The deadline to file a proposal for a hydrogen hub with the DOE was April 7. Two proposals have emerged in the commonwealth. One is in Pittsburgh, the other an effort involving southeast Pennsylvania, southern New Jersey, and Delaware called the Mid-Atlantic Clean Hydrogen Hub (MACH2). By all accounts, the idea has many fans.

That includes the Chamber of Commerce of Greater Philadelphia, which stated support for the hub and the money it could bring to the region.

“We definitely see it as a good economic opportunity for the region,” says Hasna Achik, manager of economic competitiveness and energy initiatives at the chamber. “As far as job creation, this was between 20,000 and 25,000 jobs in our region, and it would be a mix of blue-collar and white-collar jobs.”

Jim Snell, Steamfitters Local 420 Business and MACH2 core team member has no doubt it can be done.

“Looking at southeast Pennsylvania, Delaware, and southern New Jersey as a whole, we have the critical infrastructure and the skilled, motivated labor force needed,” Snell told the Delaware Sustainable Chemistry Alliance (DESCA) in November 2022.

“Clean hydrogen hubs will create networks of hydrogen producers, consumers, and local connective infrastructure to accelerate the use of hydrogen as a clean energy carrier that can deliver or store tremendous amounts of energy,” says DOE on its website. “The production, processing, delivery, storage, and end-use of clean hydrogen, including innovative uses in the industrial sector, are crucial to DOE’s strategy for achieving President Biden’s goal of a 100 percent clean electrical grid by 2035 and net-zero carbon emissions by 2050.”

Biden believes the earth is warming but that humanity can combat the situation by curbing emissions and replacing fossil fuels with alternative energies.

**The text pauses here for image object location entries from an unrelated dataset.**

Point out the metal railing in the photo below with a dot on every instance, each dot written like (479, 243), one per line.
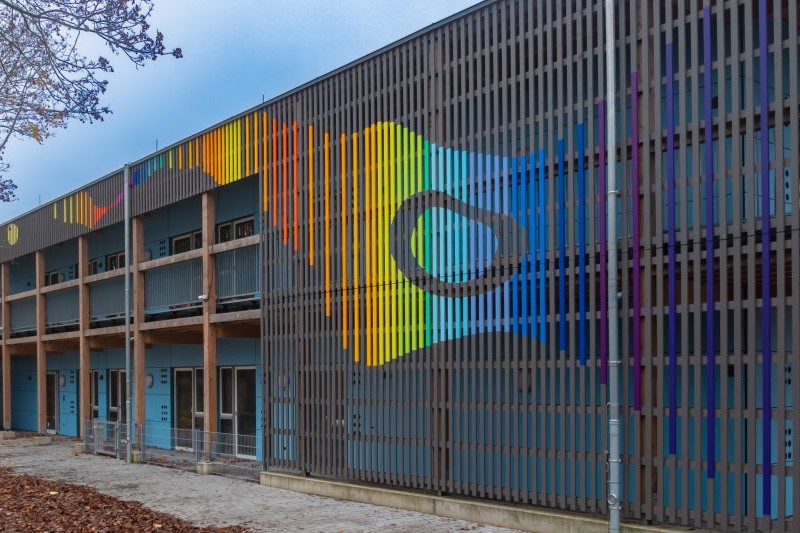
(221, 453)
(104, 437)
(106, 299)
(23, 315)
(62, 308)
(237, 275)
(173, 287)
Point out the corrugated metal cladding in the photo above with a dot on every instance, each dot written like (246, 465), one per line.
(434, 262)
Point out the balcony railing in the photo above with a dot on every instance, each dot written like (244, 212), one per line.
(173, 289)
(107, 301)
(62, 310)
(23, 317)
(237, 277)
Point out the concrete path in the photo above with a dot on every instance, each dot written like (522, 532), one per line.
(214, 500)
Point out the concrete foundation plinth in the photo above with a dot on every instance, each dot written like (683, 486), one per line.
(206, 467)
(520, 517)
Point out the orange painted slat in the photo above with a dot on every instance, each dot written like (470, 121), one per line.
(356, 292)
(295, 191)
(367, 240)
(327, 200)
(285, 183)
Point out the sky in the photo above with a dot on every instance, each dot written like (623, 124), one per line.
(237, 53)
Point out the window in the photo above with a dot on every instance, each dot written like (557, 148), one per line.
(117, 395)
(224, 232)
(181, 244)
(244, 228)
(53, 277)
(187, 242)
(94, 385)
(115, 261)
(235, 229)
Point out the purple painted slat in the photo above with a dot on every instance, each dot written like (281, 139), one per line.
(637, 297)
(709, 222)
(603, 254)
(766, 295)
(673, 355)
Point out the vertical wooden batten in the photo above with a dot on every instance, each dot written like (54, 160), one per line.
(84, 381)
(138, 320)
(209, 308)
(41, 354)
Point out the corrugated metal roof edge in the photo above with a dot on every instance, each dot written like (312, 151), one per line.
(319, 79)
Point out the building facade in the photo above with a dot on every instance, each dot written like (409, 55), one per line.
(396, 273)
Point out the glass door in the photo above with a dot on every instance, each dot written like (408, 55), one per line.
(184, 416)
(237, 411)
(94, 387)
(52, 401)
(246, 412)
(117, 395)
(188, 406)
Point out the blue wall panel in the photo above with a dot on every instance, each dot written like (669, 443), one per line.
(67, 366)
(106, 241)
(23, 393)
(177, 219)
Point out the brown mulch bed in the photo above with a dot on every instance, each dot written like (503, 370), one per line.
(29, 503)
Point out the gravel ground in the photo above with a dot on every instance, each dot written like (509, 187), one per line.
(215, 501)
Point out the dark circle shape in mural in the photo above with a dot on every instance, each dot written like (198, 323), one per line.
(506, 259)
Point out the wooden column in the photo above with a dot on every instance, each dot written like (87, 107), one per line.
(209, 308)
(137, 244)
(85, 376)
(41, 354)
(6, 415)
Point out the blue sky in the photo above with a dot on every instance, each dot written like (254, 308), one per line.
(235, 53)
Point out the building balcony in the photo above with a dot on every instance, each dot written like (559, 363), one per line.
(107, 302)
(173, 291)
(238, 283)
(62, 310)
(23, 317)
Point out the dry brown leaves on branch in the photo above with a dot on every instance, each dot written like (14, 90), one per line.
(29, 503)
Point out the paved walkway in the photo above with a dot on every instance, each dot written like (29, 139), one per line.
(215, 500)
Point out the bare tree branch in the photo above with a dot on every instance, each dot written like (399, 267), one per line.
(45, 80)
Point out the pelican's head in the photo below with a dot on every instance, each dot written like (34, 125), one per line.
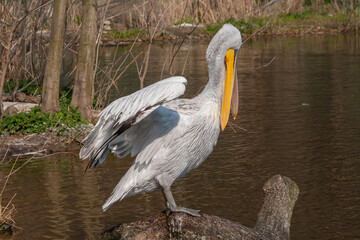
(221, 57)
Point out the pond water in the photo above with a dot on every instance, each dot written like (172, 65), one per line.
(299, 117)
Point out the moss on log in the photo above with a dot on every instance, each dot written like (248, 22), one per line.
(273, 221)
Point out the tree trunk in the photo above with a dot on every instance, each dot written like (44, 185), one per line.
(4, 65)
(273, 220)
(50, 92)
(84, 78)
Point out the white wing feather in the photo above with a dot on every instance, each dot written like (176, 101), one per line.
(113, 131)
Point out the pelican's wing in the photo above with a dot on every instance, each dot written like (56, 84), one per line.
(128, 112)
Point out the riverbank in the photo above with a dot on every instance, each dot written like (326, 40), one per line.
(309, 22)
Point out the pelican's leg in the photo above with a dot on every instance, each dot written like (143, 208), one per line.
(167, 209)
(174, 208)
(165, 184)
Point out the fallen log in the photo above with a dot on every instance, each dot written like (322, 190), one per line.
(273, 221)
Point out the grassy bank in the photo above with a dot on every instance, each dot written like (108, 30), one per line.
(322, 20)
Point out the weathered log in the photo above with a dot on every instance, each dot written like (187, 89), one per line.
(273, 221)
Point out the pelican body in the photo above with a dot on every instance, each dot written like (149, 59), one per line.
(170, 136)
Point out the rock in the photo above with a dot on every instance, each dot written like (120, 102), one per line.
(10, 111)
(273, 220)
(20, 97)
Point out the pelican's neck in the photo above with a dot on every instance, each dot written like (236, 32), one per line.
(214, 88)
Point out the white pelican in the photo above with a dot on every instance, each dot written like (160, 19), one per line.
(170, 136)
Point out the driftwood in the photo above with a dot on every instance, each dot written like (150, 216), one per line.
(273, 221)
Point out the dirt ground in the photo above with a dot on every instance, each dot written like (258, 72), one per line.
(28, 145)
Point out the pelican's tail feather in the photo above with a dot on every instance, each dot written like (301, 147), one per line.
(122, 190)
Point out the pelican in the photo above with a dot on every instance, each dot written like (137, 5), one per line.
(170, 136)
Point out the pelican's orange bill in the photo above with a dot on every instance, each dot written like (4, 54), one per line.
(228, 87)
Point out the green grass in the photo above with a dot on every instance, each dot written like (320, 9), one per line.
(292, 21)
(184, 20)
(126, 34)
(37, 122)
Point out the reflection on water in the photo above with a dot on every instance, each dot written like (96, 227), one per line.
(301, 116)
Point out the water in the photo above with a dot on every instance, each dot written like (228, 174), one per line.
(298, 117)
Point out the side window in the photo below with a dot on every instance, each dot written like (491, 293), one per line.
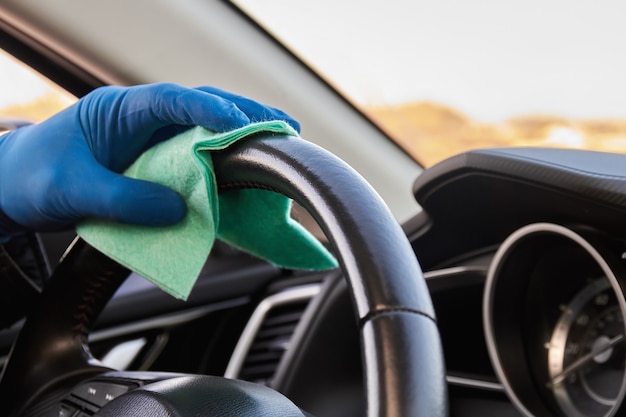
(26, 95)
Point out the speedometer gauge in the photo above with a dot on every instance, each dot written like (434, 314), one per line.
(586, 352)
(555, 321)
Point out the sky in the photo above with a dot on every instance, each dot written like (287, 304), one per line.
(491, 59)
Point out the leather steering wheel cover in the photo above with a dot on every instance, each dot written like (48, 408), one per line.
(403, 360)
(404, 367)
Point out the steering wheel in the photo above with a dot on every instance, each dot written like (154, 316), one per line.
(401, 349)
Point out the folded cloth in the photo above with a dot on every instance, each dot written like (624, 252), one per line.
(256, 221)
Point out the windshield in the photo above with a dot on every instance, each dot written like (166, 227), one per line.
(444, 77)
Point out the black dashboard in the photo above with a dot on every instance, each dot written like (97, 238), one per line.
(524, 255)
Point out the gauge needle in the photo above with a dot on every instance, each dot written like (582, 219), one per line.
(584, 359)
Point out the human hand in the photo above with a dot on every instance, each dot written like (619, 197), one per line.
(68, 167)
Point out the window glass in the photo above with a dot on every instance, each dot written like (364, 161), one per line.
(441, 77)
(26, 95)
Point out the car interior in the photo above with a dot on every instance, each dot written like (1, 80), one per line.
(488, 284)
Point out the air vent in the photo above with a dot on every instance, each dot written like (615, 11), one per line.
(268, 333)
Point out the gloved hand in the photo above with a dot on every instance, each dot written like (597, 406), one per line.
(66, 168)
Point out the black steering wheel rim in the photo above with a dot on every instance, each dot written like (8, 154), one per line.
(402, 355)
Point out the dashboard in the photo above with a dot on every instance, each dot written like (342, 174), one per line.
(524, 255)
(530, 244)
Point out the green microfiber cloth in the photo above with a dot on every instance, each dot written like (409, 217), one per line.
(256, 221)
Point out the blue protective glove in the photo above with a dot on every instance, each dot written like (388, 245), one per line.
(66, 168)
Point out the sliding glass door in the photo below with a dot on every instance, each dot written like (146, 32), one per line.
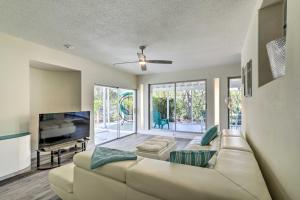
(162, 106)
(235, 103)
(127, 112)
(191, 106)
(179, 106)
(114, 113)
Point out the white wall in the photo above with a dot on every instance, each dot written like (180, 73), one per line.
(272, 114)
(15, 56)
(209, 73)
(50, 92)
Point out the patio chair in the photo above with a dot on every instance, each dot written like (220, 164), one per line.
(158, 121)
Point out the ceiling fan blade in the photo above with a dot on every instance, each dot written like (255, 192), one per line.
(125, 62)
(144, 67)
(160, 61)
(141, 57)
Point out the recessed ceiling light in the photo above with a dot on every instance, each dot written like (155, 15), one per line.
(68, 46)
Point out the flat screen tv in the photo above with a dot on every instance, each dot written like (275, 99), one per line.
(58, 128)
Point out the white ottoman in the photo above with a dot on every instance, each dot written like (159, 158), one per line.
(158, 148)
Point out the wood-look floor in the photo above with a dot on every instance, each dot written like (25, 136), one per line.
(34, 185)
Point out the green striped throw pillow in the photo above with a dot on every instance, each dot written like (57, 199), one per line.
(209, 135)
(190, 157)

Marcellus Shale Coalition also supports awarding hydrogen hubs that can encourage development in Pennsylvania. With the environment weighing on a lot of minds, Marcellus Shale Coalition says Pennsylvania’s natural gas resources are the cleanest in the nation while at the same time providing a viable feedstock for hydrogen production. Match that with proximity to markets and the area’s workforce, and Marcellus Shale Coalition calls the state a logical choice to produce clean hydrogen and deploy carbon capture facilities.

“Hydrogen derived from natural gas and carbon capture can be effective tools to decarbonize key sectors of the Pennsylvania economy, promote growth, and serve as a model for the rest of the nation,” says Marcellus Shale Coalition.

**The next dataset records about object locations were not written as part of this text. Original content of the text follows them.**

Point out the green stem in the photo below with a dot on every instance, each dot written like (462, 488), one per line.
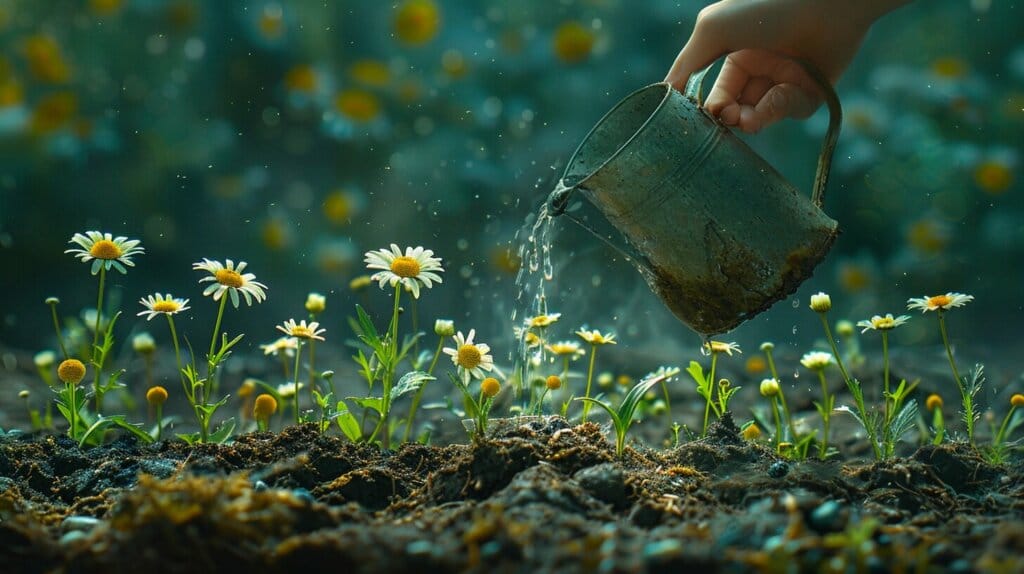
(825, 414)
(95, 342)
(778, 423)
(419, 392)
(177, 356)
(854, 388)
(56, 327)
(298, 354)
(590, 378)
(1001, 435)
(208, 388)
(968, 400)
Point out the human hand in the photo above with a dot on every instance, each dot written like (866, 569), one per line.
(760, 83)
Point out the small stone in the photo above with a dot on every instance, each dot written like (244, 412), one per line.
(79, 523)
(828, 517)
(663, 548)
(778, 469)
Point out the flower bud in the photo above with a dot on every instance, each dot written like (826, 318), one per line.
(443, 327)
(820, 302)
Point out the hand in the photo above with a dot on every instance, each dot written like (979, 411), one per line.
(760, 83)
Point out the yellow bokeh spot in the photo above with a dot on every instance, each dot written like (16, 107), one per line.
(301, 79)
(927, 236)
(949, 67)
(53, 112)
(756, 364)
(854, 277)
(45, 61)
(993, 177)
(274, 234)
(371, 73)
(359, 105)
(271, 21)
(10, 93)
(340, 207)
(105, 6)
(417, 21)
(454, 63)
(572, 42)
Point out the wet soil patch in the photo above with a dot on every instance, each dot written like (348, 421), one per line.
(536, 495)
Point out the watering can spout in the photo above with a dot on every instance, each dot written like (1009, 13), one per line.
(559, 200)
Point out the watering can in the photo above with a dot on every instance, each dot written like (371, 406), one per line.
(716, 231)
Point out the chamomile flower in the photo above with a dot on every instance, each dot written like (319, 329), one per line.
(286, 345)
(939, 302)
(816, 360)
(878, 322)
(722, 347)
(543, 320)
(228, 278)
(302, 329)
(566, 349)
(470, 358)
(417, 267)
(105, 251)
(596, 338)
(162, 305)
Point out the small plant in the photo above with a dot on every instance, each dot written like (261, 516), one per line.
(595, 339)
(934, 405)
(157, 396)
(968, 387)
(821, 304)
(478, 406)
(622, 417)
(263, 408)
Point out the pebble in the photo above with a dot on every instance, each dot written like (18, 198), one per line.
(79, 523)
(778, 469)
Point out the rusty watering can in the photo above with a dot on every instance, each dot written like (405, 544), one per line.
(716, 231)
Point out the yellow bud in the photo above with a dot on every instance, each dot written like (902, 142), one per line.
(72, 371)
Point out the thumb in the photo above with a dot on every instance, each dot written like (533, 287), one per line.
(698, 53)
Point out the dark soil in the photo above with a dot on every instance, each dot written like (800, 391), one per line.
(536, 496)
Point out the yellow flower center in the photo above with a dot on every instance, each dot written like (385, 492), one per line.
(469, 356)
(228, 277)
(168, 306)
(884, 322)
(406, 267)
(104, 249)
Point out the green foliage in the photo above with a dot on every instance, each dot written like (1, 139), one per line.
(622, 417)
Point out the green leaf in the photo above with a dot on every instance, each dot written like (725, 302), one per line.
(373, 403)
(96, 430)
(223, 433)
(348, 424)
(410, 382)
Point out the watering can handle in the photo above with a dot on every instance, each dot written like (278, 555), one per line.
(693, 89)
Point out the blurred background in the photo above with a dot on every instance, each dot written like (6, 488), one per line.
(297, 135)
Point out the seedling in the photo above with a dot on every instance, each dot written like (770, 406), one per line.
(622, 417)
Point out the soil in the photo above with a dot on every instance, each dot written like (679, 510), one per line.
(535, 495)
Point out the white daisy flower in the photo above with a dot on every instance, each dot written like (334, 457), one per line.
(542, 320)
(470, 358)
(286, 345)
(104, 251)
(816, 360)
(878, 322)
(418, 266)
(596, 338)
(301, 329)
(228, 278)
(939, 302)
(162, 305)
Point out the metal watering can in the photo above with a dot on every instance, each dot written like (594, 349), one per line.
(716, 231)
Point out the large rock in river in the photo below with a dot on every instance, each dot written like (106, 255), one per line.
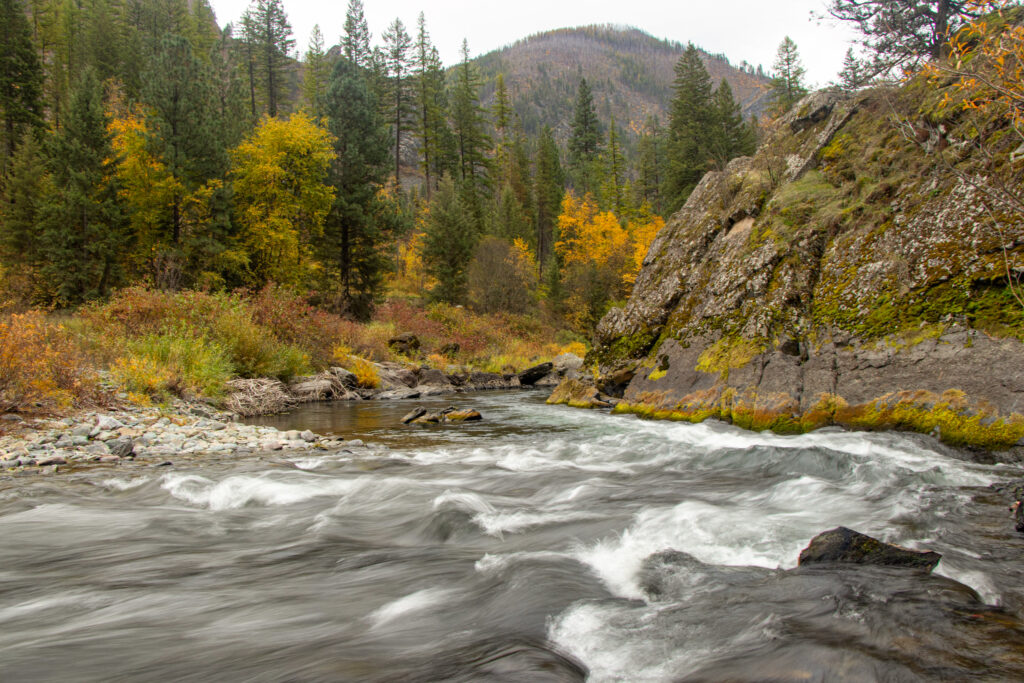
(844, 546)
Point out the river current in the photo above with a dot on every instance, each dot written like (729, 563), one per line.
(528, 547)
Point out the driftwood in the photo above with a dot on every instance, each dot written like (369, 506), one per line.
(260, 396)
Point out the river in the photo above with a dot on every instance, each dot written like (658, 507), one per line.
(522, 548)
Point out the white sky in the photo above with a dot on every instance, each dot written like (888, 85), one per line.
(748, 30)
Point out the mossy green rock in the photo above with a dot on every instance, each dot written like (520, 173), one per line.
(839, 276)
(844, 546)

Some organizations do urge caution. While the Sierra Club of Pennsylvania believes that hydrogen will have a role to play for certain energy uses that are hard to decarbonize with other technology like steel making, international shipping, and possibly for long-term renewable energy storage, state director Tom Schuster says there are many proposed uses for which hydrogen is inefficient, unhealthy, or even dangerous compared to using electricity directly.

For example, Schuster says using methane to create hydrogen, even with carbon capture, could increase rather than decrease overall greenhouse gas emissions if the hydrogen is misused, such as in combustion turbines for generating electricity or for heating buildings. As a result, Schuster is concerned that a “rush to create a large supply of hydrogen without carefully considering appropriate end uses” could be counterproductive to climate goals.

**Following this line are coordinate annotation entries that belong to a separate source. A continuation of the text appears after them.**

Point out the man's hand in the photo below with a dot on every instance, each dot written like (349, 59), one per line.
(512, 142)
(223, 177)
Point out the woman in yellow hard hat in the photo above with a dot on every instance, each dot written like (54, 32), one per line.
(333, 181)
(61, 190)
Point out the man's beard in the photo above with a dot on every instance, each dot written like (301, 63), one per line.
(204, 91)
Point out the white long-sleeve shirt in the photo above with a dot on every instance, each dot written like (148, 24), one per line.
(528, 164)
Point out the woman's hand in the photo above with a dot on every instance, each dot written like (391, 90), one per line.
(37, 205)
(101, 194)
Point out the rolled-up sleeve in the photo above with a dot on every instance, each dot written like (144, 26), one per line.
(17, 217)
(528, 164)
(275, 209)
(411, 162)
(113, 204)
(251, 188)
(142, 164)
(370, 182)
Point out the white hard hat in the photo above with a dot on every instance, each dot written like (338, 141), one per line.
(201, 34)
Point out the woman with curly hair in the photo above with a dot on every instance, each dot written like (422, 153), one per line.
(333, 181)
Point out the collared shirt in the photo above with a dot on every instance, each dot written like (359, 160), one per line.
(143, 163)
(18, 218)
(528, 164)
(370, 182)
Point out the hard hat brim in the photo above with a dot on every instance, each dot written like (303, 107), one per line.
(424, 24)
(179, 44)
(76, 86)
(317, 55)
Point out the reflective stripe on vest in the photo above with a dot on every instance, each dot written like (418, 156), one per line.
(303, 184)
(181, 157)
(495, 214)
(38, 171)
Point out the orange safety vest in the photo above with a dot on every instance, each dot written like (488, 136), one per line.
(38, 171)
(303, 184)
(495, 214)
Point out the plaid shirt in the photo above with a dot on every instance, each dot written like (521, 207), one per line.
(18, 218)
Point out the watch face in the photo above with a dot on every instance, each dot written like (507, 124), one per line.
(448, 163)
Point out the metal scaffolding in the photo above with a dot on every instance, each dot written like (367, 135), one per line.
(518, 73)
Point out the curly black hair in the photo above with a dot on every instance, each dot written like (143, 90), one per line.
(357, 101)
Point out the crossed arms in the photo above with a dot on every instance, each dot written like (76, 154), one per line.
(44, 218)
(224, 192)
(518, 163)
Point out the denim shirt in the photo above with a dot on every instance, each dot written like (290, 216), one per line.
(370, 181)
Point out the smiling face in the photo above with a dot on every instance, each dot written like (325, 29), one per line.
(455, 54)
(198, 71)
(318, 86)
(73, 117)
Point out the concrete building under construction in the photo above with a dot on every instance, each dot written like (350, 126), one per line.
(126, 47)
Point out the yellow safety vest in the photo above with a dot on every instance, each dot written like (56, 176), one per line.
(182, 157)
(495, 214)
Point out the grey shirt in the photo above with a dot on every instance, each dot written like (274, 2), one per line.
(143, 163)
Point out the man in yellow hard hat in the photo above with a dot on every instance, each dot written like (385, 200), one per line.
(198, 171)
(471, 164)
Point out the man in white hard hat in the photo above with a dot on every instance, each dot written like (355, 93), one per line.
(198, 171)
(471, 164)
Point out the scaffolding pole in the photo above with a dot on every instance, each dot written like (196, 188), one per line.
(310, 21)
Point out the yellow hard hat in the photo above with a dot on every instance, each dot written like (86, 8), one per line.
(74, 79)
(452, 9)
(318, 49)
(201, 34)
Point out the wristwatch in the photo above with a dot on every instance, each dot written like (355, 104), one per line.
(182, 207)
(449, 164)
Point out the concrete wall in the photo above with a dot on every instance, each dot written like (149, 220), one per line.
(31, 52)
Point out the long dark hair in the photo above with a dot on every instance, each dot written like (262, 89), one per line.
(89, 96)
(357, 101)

Still, industry groups such as Pennsylvania Manufacturers’ Association (PMA) think a hydrogen hub in Pennsylvania would position the region as a leader in low-carbon manufacturing and ensure Appalachia and the Mid-Atlantic remains an energy powerhouse for years to come.

“The economic growth stemming from this type of project will prove beneficial to communities throughout Pennsylvania where growth has been stagnant, and unemployment has been prevalent,” says PMA executive director Carl Marrara. “Now more than ever, we need to put our nation’s resources to work for American job creators and consumers. Unleashing American energy leadership through developing hydrogen hubs in our region is essential for our commonwealth and the United States as a whole.”

The DOE told Delaware Valley Journal it plans to announce which projects were selected in the fall.